Der frisch gewählte Grossrat Erich Hess reichte – in Absprache mit der Vereinigung sifa – SICHERHEIT FÜR ALLE – am 12. Juni 2018 im Grossen Rat des Kantons Bern einen parlamentarischen Vorstoss ein, welcher die Schaffung von Hundeführereinheiten im Polizeikorps fordert. Nach diverser Vorarbeit auf informativer Ebene (öffentliche Sensibilisierung durch Vorträge und publizistische Beiträge), wird die Forderung damit ins erste kantonale Parlament getragen.

Die Motion im Wortlaut:

Der Regierungsrat wird wie folgt beauftragt:

Die Kantonspolizei ist mit präventiv wirkenden, schlagkräftigen, grösseren und sorgfältig ausgebildeten Hundeführereinheiten zu verstärken. Die Ausbildung von Diensthunden ist dahingehend zu intensivieren und auszubauen, dass die Polizei

  • im öffentlichen Raum und an «latent gefährlichen Brennpunkten» mit professionellen Hundeführern und Diensthunden – zwecks Prävention – jederzeit mit Patrouillen für Recht und Ordnung sorgen kann
  • Hundeführereinheiten im Rahmen von Grossveranstaltungen, bei Demonstrationen und spontan oder organisiert stattfindenden Massenzusammenrottungen einsetzen kann

Die Hundeführereinheiten können auf Ersuchen befreundeter Polizeikorps auch ausserhalb des Kantons Bern eingesetzt werden. Die Polizeikorps regeln die Voraussetzungen und Finanzierung im Rahmen von bestehenden oder zu schaffenden Konkordaten.

Begründung:

Bandenmässig verübte, oft spontan auftretende Gewalt stellt eine starke Bedrohung für die öffentliche Sicherheit unseres Kantons dar. Massenzusammenrottungen, von denen Gewalt ausgeht, können schnell und unverhofft, aber auch in organisierter Form auftreten – aktiv gebildet, um kriminelle Taten zu begehen. Im Kanton Bern beispielsweise im Umfeld der Reithalle und nach Fussballspielen, in deren Umfeld sich immer wieder Hooligan-Mobs bilden, die Sachschäden und Ausschreitungen verursachen.
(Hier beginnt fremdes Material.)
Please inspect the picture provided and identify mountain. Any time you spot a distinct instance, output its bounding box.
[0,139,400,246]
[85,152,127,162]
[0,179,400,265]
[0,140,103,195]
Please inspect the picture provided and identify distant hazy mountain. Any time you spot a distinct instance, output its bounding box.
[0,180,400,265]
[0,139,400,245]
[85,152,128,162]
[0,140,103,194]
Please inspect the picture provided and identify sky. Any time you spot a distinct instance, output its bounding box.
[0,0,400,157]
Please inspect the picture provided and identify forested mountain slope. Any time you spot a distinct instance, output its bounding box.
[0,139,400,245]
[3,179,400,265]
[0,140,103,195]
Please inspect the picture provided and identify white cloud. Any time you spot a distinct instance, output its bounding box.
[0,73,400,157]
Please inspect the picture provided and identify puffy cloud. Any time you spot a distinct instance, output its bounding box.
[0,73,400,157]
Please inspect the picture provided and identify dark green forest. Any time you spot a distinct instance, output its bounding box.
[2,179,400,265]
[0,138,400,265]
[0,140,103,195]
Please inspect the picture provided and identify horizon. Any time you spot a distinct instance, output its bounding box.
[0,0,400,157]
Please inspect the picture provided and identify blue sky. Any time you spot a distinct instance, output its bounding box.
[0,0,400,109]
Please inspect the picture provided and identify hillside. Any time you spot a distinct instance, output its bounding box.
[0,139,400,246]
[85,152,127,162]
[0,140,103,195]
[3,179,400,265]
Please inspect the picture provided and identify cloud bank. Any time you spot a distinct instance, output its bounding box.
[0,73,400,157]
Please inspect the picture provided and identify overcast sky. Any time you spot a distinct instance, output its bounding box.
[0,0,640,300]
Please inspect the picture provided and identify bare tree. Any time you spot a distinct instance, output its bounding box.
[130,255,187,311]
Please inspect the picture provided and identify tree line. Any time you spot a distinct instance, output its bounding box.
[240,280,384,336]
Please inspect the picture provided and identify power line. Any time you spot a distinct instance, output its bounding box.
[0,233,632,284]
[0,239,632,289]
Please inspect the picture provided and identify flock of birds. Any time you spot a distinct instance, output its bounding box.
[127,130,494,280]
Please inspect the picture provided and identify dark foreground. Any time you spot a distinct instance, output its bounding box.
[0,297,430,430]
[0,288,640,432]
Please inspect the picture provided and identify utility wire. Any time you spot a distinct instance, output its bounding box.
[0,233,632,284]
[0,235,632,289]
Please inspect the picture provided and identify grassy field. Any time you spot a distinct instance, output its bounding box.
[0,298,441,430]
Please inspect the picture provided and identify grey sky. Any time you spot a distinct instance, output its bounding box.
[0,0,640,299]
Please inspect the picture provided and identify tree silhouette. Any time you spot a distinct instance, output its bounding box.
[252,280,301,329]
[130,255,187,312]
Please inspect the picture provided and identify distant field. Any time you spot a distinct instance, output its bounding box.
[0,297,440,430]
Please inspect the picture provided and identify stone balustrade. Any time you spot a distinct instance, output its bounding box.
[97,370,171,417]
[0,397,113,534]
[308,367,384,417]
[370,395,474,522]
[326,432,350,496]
Man denke auch an wiederkehrende Aufmärsche und Saubannerzüge aus dem Bereich des politischen Extremismus – mit denen sich der Kanton Bern konfrontiert sieht – oder an Vorkommnisse wie jene in der Kölner Silvesternacht 2015, wo Frauen massenhaft belästigt und bedrängt wurden und die leider auch bei uns passieren können. Die Polizei ist professionell auszurüsten, um solche Verbrechen im Keim zu ersticken, Täter zu stoppen und konsequent der Strafuntersuchung zuzuführen. In Extremsituationen müssen die Einsatzkräfte weiterhin schnell einsatzfähig sein, um Recht und Ordnung jederzeit durchzusetzen.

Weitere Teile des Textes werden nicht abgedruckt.